UNE CAPTIVE LIBRE

Fictions et jeux

Où suis-je ? Qui m'a emmenée ici ? Pourquoi moi ? Ces questions m'ont obsédée toute la journée sans que je trouve aucune réponse. Je me sens si seule... pourtant nous sommes dix. Arria, l'une d'elles, m'inquiète. Tous les jours elle regarde tristement autour d'elle en sanglotant. Ses yeux semblent vides d'expression à force d'avoir pleuré. Elle doit penser à ceux qu'elle aime. Moi aussi... je songe à eux. Jamais je n'aurais imaginé qu'ils me manqueraient tant, mes chers frères. Les disputes sans intérêt avec Publius, les jeux bruyants qu'inventait Quintus, mais surtout l'odeur familière du pain chaud qui s'échappait de la cuisine, tout a disparu. La pénombre réveille mes peurs. Un silence pesant règne mais au loin j'entends les gardes qui discutent , je ne distingue pas leurs paroles.
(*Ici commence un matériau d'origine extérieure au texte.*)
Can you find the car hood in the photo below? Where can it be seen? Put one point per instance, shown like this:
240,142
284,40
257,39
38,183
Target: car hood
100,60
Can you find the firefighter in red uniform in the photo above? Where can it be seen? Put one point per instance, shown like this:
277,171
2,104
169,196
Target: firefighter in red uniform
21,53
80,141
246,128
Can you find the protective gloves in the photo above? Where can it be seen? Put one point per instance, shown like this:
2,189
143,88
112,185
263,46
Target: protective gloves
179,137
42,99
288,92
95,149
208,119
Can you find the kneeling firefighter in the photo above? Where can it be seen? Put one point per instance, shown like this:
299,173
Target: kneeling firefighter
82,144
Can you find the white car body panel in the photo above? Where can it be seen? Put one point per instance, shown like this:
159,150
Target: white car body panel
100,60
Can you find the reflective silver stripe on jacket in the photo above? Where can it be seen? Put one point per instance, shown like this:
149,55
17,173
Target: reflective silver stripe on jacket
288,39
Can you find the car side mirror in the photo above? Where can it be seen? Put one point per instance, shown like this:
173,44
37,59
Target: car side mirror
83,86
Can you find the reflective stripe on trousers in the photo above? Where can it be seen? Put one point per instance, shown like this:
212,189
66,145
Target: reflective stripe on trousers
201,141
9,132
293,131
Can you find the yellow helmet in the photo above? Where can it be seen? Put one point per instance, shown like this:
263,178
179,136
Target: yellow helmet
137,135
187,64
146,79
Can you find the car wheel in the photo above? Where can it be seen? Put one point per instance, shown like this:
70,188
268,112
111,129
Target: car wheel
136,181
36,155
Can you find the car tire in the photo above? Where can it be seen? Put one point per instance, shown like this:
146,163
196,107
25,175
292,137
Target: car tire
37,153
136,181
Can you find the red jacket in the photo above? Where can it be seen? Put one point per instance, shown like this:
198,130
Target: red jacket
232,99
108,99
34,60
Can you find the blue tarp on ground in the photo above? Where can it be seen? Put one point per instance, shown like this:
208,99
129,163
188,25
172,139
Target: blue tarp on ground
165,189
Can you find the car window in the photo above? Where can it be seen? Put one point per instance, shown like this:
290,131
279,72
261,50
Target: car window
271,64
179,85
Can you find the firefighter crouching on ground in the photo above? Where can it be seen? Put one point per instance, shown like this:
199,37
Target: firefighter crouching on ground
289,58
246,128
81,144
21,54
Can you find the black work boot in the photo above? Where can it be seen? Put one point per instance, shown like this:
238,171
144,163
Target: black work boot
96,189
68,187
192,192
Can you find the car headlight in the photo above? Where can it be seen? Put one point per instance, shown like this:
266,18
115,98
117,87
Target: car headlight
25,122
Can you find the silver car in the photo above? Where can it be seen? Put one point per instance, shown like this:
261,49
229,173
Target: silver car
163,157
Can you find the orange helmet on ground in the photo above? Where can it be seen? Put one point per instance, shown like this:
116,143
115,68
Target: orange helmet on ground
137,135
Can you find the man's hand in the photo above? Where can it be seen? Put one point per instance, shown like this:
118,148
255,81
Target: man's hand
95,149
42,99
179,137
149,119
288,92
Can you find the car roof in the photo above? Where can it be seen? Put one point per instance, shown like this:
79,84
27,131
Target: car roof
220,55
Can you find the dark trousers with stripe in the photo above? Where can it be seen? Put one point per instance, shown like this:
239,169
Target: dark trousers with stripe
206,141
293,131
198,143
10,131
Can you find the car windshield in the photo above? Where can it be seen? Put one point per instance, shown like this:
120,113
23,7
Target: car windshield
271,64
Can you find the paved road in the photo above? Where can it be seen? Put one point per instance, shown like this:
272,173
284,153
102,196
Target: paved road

Je respire le fumet du repas des soldats. J'ai si faim! Je donnerais n'importe quoi pour une galette de blé chaude. De toutes façons, je n'ai plus rien à offrir... J'ai déjà tout donné: le gardien m'a dérobé la chaîne argentée que m'avaient offerte mes parents ; c'est injuste de me priver d'un objet qui pouvait m'apporter un peu de réconfort! Je ne supporte plus cette situation!...
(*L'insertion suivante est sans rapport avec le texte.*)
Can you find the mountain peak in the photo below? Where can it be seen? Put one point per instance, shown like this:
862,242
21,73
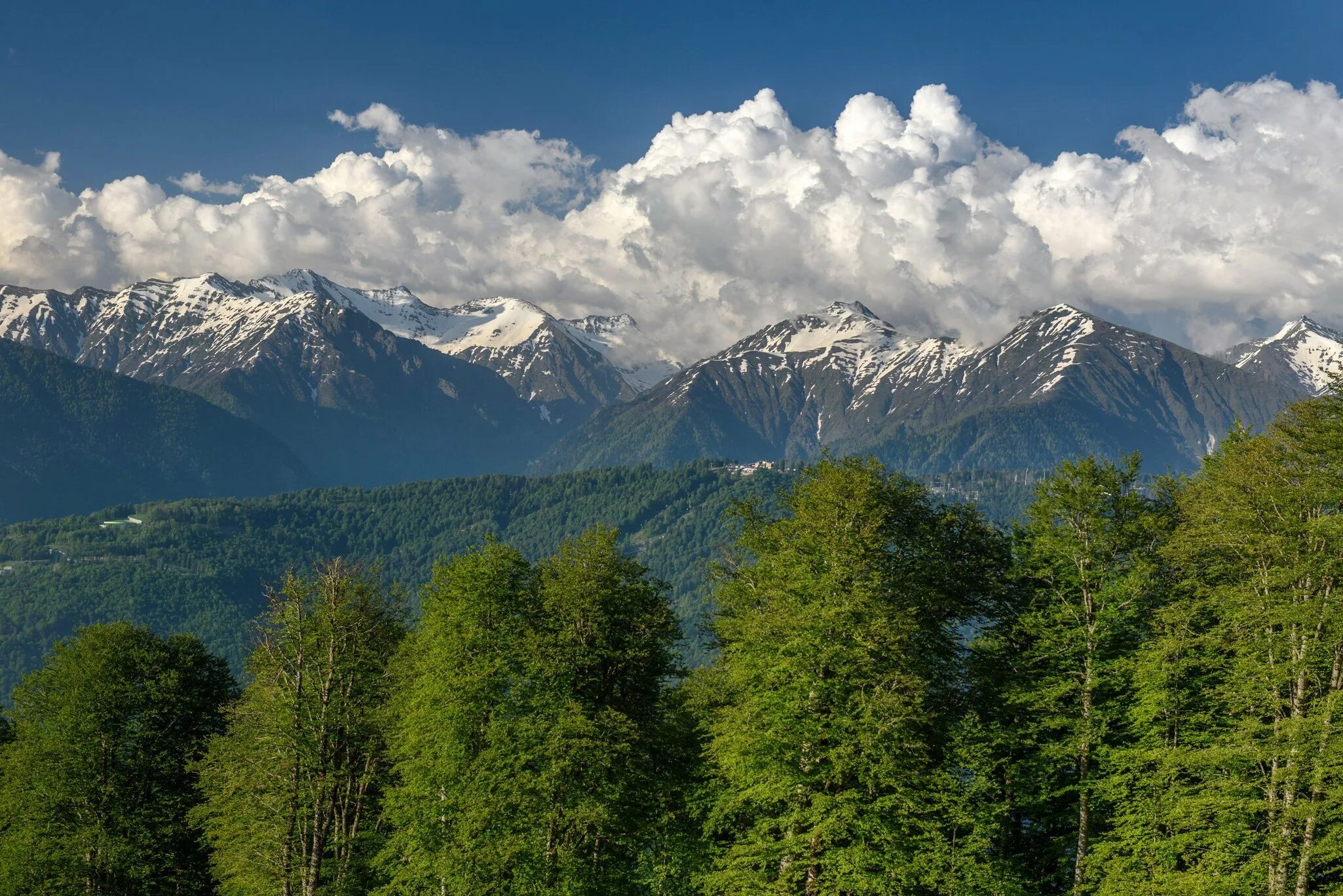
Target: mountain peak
1303,354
         Je soulève l'ouverture de la tente. De là, Rome paraît si proche! L'unique obstacle, c'est ce fleuve. "Ô Tibre, je te hais!" Mais peut-être qu'à la nage... Suis-je devenue folle?! Je suis certaine que cette idée n'a même pas traversé l'esprit des autres otages... D'ailleurs elles sont toutes endormies. Je vais aussi me reposer. Un rayon de lumière pénètre dans la tente, le jour se lève!